Thursday, November 05, 2009

Fun With Data: SQL Server Unpivot

My dad ran for a township trustee seat this past election, so I helped him organize some data he got from the Board of Elections.  I massaged and finagled it into a SQL Server table in the format seen below:

Capture

This table has all registered voters for the township he was running in.

I started to wonder about the frequency that people vote.  How many people voted 0/4 years, 1/4 years, 2/4 years, etc.:

results

Well, lucky for me I’m working with Paul Montgomery who happens to be a whiz at all things SQL Server and he gave me a hand.

The first step in solving this challenge is manipulating the data so each voter has one row per year voted.  Paul pointed me to the UNPIVOT keyword.  UNPIVOT rotates columns into rows:

select * from (
SELECT * FROM Voters) src
UNPIVOT (Voted FOR [Year] IN (Voted200905, Voted200811, Voted200803, Voted2007)) unpvt

This query gives me this result:

unpivot 

Now I can group by the voter’s ID and sum the times they voted.

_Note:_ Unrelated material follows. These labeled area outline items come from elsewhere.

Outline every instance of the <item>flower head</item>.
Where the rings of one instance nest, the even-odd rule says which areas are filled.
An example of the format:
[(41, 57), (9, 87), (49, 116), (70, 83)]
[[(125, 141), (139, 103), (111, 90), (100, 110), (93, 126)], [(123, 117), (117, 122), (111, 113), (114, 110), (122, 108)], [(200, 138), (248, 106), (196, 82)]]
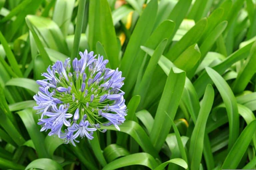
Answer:
[(77, 139), (92, 139), (93, 132), (101, 125), (118, 125), (125, 120), (126, 106), (120, 90), (124, 78), (122, 72), (106, 68), (103, 56), (85, 50), (81, 58), (58, 61), (49, 66), (37, 80), (39, 91), (34, 96), (41, 114), (38, 124), (41, 131), (50, 130), (48, 135), (57, 135), (66, 143), (79, 142)]

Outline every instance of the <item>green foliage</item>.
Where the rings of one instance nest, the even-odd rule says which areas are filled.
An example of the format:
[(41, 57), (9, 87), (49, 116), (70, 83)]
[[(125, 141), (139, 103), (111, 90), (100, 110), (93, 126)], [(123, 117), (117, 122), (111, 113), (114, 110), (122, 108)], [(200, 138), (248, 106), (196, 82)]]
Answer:
[[(0, 169), (256, 168), (255, 7), (0, 0)], [(85, 48), (122, 71), (128, 115), (74, 147), (40, 132), (33, 96)]]

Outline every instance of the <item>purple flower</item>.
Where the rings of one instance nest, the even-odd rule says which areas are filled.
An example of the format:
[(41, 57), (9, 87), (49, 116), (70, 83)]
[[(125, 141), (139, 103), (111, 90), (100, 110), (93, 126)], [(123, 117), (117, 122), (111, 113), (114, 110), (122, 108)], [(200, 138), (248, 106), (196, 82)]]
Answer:
[(74, 146), (79, 138), (92, 139), (97, 130), (106, 131), (99, 129), (101, 125), (113, 125), (120, 130), (127, 111), (120, 89), (122, 72), (106, 68), (108, 61), (99, 55), (96, 58), (92, 51), (79, 54), (79, 60), (68, 58), (49, 66), (42, 74), (45, 79), (37, 81), (40, 86), (34, 96), (37, 106), (33, 108), (41, 114), (41, 131), (50, 130), (48, 135)]

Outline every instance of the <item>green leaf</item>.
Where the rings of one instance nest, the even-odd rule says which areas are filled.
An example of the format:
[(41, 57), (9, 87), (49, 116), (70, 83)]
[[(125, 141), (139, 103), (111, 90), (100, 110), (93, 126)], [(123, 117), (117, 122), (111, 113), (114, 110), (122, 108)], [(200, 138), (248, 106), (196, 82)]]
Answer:
[[(33, 17), (31, 15), (28, 15), (26, 17), (25, 20), (27, 25), (28, 25), (28, 28), (33, 35), (33, 37), (35, 40), (34, 41), (36, 44), (36, 46), (40, 52), (42, 58), (44, 60), (45, 66), (46, 66), (47, 65), (50, 65), (52, 63), (50, 58), (49, 58), (49, 57), (48, 56), (46, 51), (45, 51), (42, 42), (36, 32), (35, 29), (30, 21), (30, 19), (31, 18), (33, 18)], [(30, 42), (31, 43), (31, 40), (30, 40)]]
[(41, 158), (36, 159), (31, 162), (27, 166), (25, 170), (36, 168), (43, 170), (63, 170), (60, 165), (53, 160), (48, 158)]
[(140, 96), (142, 101), (142, 103), (140, 104), (141, 106), (143, 104), (142, 102), (144, 101), (144, 99), (146, 97), (149, 87), (148, 84), (151, 81), (152, 73), (155, 70), (157, 63), (164, 52), (167, 41), (167, 39), (164, 39), (156, 48), (152, 57), (150, 58), (139, 85), (138, 85), (137, 88), (135, 86), (134, 94)]
[(17, 170), (23, 170), (25, 168), (23, 165), (2, 158), (0, 158), (0, 167), (5, 169), (13, 169)]
[(105, 166), (102, 170), (111, 170), (134, 165), (140, 165), (153, 169), (158, 165), (154, 158), (147, 153), (129, 155), (116, 159)]
[(252, 140), (256, 129), (256, 120), (247, 125), (228, 154), (221, 169), (236, 169)]
[(103, 151), (103, 154), (108, 162), (110, 162), (119, 157), (130, 155), (130, 153), (120, 146), (111, 144), (105, 148)]
[[(168, 19), (173, 21), (176, 25), (172, 35), (169, 38), (168, 38), (169, 41), (167, 43), (167, 46), (168, 46), (172, 42), (173, 37), (179, 28), (183, 19), (186, 16), (192, 2), (192, 0), (179, 0), (172, 10), (168, 17)], [(190, 45), (194, 43), (193, 43)]]
[(35, 104), (36, 102), (34, 100), (27, 100), (9, 105), (9, 109), (11, 112), (17, 111), (32, 107)]
[(142, 110), (135, 113), (136, 116), (142, 122), (150, 133), (152, 130), (152, 125), (154, 123), (154, 118), (150, 113), (146, 110)]
[(0, 10), (1, 10), (1, 8), (4, 6), (4, 3), (5, 2), (5, 0), (0, 0)]
[(160, 170), (161, 169), (164, 169), (164, 168), (170, 163), (173, 163), (179, 165), (183, 168), (187, 169), (188, 168), (188, 164), (187, 163), (182, 159), (180, 158), (174, 158), (169, 161), (167, 161), (161, 164), (157, 167), (154, 169), (154, 170)]
[(44, 146), (42, 144), (44, 140), (44, 137), (37, 128), (33, 118), (33, 113), (31, 109), (27, 109), (17, 112), (24, 125), (25, 125), (28, 134), (33, 142), (37, 153), (39, 158), (49, 158), (49, 155), (47, 152)]
[(127, 5), (124, 5), (112, 12), (112, 19), (114, 25), (117, 24), (121, 19), (133, 11), (132, 8)]
[(65, 37), (56, 23), (49, 18), (35, 15), (28, 15), (25, 18), (42, 57), (46, 54), (41, 46), (69, 55)]
[(164, 143), (171, 127), (171, 121), (167, 118), (165, 112), (166, 111), (172, 119), (174, 118), (184, 88), (185, 78), (185, 72), (177, 71), (173, 68), (166, 80), (150, 134), (152, 143), (158, 151)]
[(93, 139), (90, 141), (92, 149), (98, 160), (101, 166), (104, 167), (107, 164), (107, 162), (100, 148), (99, 138), (97, 133), (93, 134)]
[(256, 165), (256, 157), (255, 157), (250, 162), (243, 168), (243, 169), (252, 169)]
[(56, 149), (63, 144), (63, 140), (54, 136), (47, 136), (44, 139), (45, 149), (49, 155), (52, 157)]
[[(140, 26), (143, 27), (143, 26)], [(168, 38), (171, 36), (175, 26), (175, 24), (172, 21), (168, 20), (164, 21), (152, 33), (146, 42), (145, 43), (145, 46), (153, 49), (155, 49), (158, 45), (159, 43), (164, 39)], [(133, 32), (135, 31), (135, 30), (133, 31)], [(143, 34), (143, 33), (141, 33)], [(135, 33), (133, 33), (133, 34), (135, 34)], [(137, 35), (137, 36), (138, 35)], [(136, 40), (134, 40), (134, 43), (136, 43), (135, 42), (137, 42), (137, 40), (136, 37), (135, 37), (134, 39)], [(130, 40), (130, 41), (131, 40)], [(144, 43), (143, 44), (144, 44)], [(130, 45), (132, 46), (133, 48), (134, 47), (134, 44)], [(131, 49), (131, 50), (132, 50), (132, 49)], [(136, 54), (133, 53), (133, 51), (130, 51), (130, 52), (133, 53), (132, 55), (136, 55)], [(137, 56), (135, 57), (134, 61), (132, 64), (132, 69), (130, 70), (130, 72), (127, 76), (125, 77), (125, 80), (129, 80), (126, 81), (125, 80), (125, 83), (123, 87), (123, 89), (125, 91), (126, 94), (128, 94), (129, 93), (130, 91), (132, 89), (132, 87), (136, 82), (136, 80), (139, 81), (139, 80), (137, 79), (138, 78), (138, 73), (141, 70), (143, 70), (144, 68), (143, 66), (143, 65), (142, 65), (142, 63), (143, 62), (144, 60), (147, 59), (146, 58), (147, 57), (146, 54), (145, 55), (145, 52), (140, 49), (139, 51), (138, 51), (138, 53), (137, 54)], [(131, 53), (130, 54), (131, 55), (132, 53)], [(130, 57), (130, 56), (129, 56), (129, 57)], [(130, 62), (130, 61), (129, 61), (129, 62)], [(125, 64), (126, 64), (127, 63), (126, 63), (124, 62), (124, 61), (122, 61), (122, 63), (121, 64), (124, 64), (123, 66), (125, 68), (126, 68), (126, 67)], [(131, 63), (130, 64), (132, 64)], [(121, 65), (121, 67), (122, 67)], [(142, 70), (141, 71), (142, 72)]]
[(197, 43), (207, 24), (207, 19), (203, 18), (196, 25), (178, 42), (172, 47), (165, 54), (171, 61), (176, 60), (189, 47)]
[(32, 140), (31, 139), (30, 139), (26, 141), (25, 143), (23, 144), (23, 146), (28, 146), (29, 147), (32, 148), (35, 150), (36, 150), (36, 148), (35, 147), (35, 145), (34, 144), (33, 141), (32, 141)]
[(226, 105), (229, 124), (229, 150), (238, 137), (239, 133), (239, 118), (236, 100), (230, 88), (223, 78), (210, 67), (206, 67), (206, 70), (220, 93)]
[(75, 1), (75, 0), (58, 0), (55, 4), (52, 20), (59, 27), (64, 36), (68, 34)]
[[(229, 56), (222, 62), (213, 67), (213, 69), (219, 74), (222, 75), (225, 71), (237, 61), (246, 58), (251, 49), (253, 42), (246, 45)], [(204, 93), (204, 91), (208, 84), (212, 84), (212, 81), (206, 72), (204, 72), (194, 82), (193, 85), (197, 95), (200, 98)]]
[(215, 41), (226, 28), (227, 22), (225, 21), (221, 22), (208, 35), (200, 46), (200, 51), (202, 53), (201, 60), (203, 60), (207, 52), (211, 49)]
[(141, 13), (141, 7), (140, 6), (139, 3), (137, 1), (135, 0), (127, 0), (126, 1), (128, 4), (130, 4), (133, 8), (138, 12), (139, 14)]
[[(138, 120), (135, 116), (135, 112), (140, 101), (140, 96), (137, 95), (133, 96), (129, 101), (127, 106), (127, 116), (125, 116), (126, 120), (129, 120), (138, 122)], [(116, 140), (116, 143), (120, 145), (125, 146), (127, 144), (128, 136), (124, 133), (118, 134)]]
[[(206, 13), (208, 12), (213, 1), (213, 0), (196, 0), (188, 14), (188, 18), (193, 19), (196, 22), (203, 17), (206, 16), (204, 16), (205, 11)], [(208, 7), (208, 9), (207, 7)]]
[[(156, 16), (157, 6), (157, 0), (151, 0), (137, 22), (121, 63), (120, 69), (125, 77), (127, 77), (132, 70), (137, 54), (140, 50), (140, 46), (146, 43), (149, 37)], [(134, 80), (134, 83), (136, 79)]]
[(17, 61), (12, 53), (11, 49), (9, 47), (8, 43), (4, 38), (2, 32), (0, 31), (0, 42), (4, 48), (8, 61), (10, 63), (11, 68), (12, 68), (15, 73), (19, 77), (22, 77), (22, 73), (20, 69)]
[(71, 60), (73, 60), (78, 54), (79, 44), (84, 21), (86, 2), (86, 0), (80, 0), (79, 1), (75, 36), (74, 37), (73, 46), (70, 58)]
[(239, 71), (237, 77), (234, 82), (233, 89), (235, 94), (244, 90), (251, 79), (256, 72), (256, 43), (252, 47), (250, 55)]
[[(166, 112), (166, 114), (167, 114)], [(174, 123), (174, 122), (172, 120), (171, 117), (169, 117), (169, 118), (171, 121), (172, 125), (172, 126), (173, 130), (174, 131), (174, 133), (175, 133), (175, 135), (176, 137), (177, 143), (178, 143), (178, 146), (180, 153), (180, 154), (181, 155), (181, 157), (185, 160), (186, 162), (187, 162), (188, 159), (187, 157), (187, 155), (186, 154), (186, 151), (185, 151), (185, 149), (184, 147), (184, 146), (183, 146), (183, 142), (182, 142), (181, 138), (180, 137), (180, 135), (179, 132), (179, 130), (178, 129), (178, 128), (177, 128), (177, 127), (176, 126), (175, 123)], [(167, 140), (167, 139), (166, 139), (166, 140)], [(172, 156), (174, 155), (172, 155)], [(173, 157), (173, 156), (172, 157)]]
[[(144, 152), (149, 153), (155, 158), (159, 157), (154, 147), (150, 142), (148, 136), (137, 123), (133, 121), (127, 120), (120, 125), (119, 127), (120, 131), (127, 133), (132, 137)], [(112, 125), (102, 126), (101, 128), (116, 131), (118, 130)]]
[(3, 23), (6, 22), (11, 19), (13, 16), (17, 15), (18, 13), (22, 11), (28, 6), (29, 4), (31, 3), (32, 0), (25, 0), (23, 1), (19, 5), (13, 9), (8, 15), (4, 18), (2, 19), (0, 21), (0, 23)]
[(187, 73), (196, 64), (201, 56), (197, 44), (186, 49), (173, 62), (176, 66)]
[(23, 87), (32, 91), (35, 93), (38, 92), (39, 87), (36, 81), (34, 80), (25, 78), (13, 78), (6, 82), (5, 85)]
[(93, 1), (90, 3), (89, 43), (90, 49), (94, 50), (97, 42), (103, 45), (111, 68), (119, 64), (119, 49), (111, 11), (107, 0)]
[[(104, 47), (103, 47), (102, 44), (99, 41), (96, 43), (96, 51), (97, 52), (97, 54), (99, 54), (101, 56), (103, 56), (105, 59), (108, 59), (108, 56), (107, 55), (107, 54), (106, 53), (106, 51), (104, 49)], [(107, 68), (110, 67), (110, 65), (108, 62), (107, 63), (106, 66)]]
[(201, 107), (190, 138), (189, 154), (190, 161), (190, 166), (192, 170), (198, 169), (201, 162), (205, 126), (214, 97), (214, 91), (211, 85), (208, 85), (204, 94)]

SELECT VoterID, Years = SUM(CAST(Voted AS TINYINT)) FROM (
SELECT * FROM Voters.dbo.Voters) src
UNPIVOT (Voted FOR [Year] IN (Voted200905, Voted200811, Voted200803, Voted2007)) unpvt
GROUP BY VoterId

grouped

Now I just need to group by the “Years” column and I’ve got my result:

SELECT Years, count(1) as Voters FROM (
    SELECT VoterID, Years = SUM(CAST(Voted AS TINYINT))
        FROM (SELECT * FROM Voters.dbo.Voters) src
        UNPIVOT (Voted FOR [Year] IN (Voted200905, Voted200811, Voted200803, Voted2007)) unpvt
        GROUP BY voterId) voters
GROUP BY Years
ORDER BY Years

results

Only 355 of the 5091 registered voters (which already is a small subset of the population) voted in all 4 of the elections I had data for!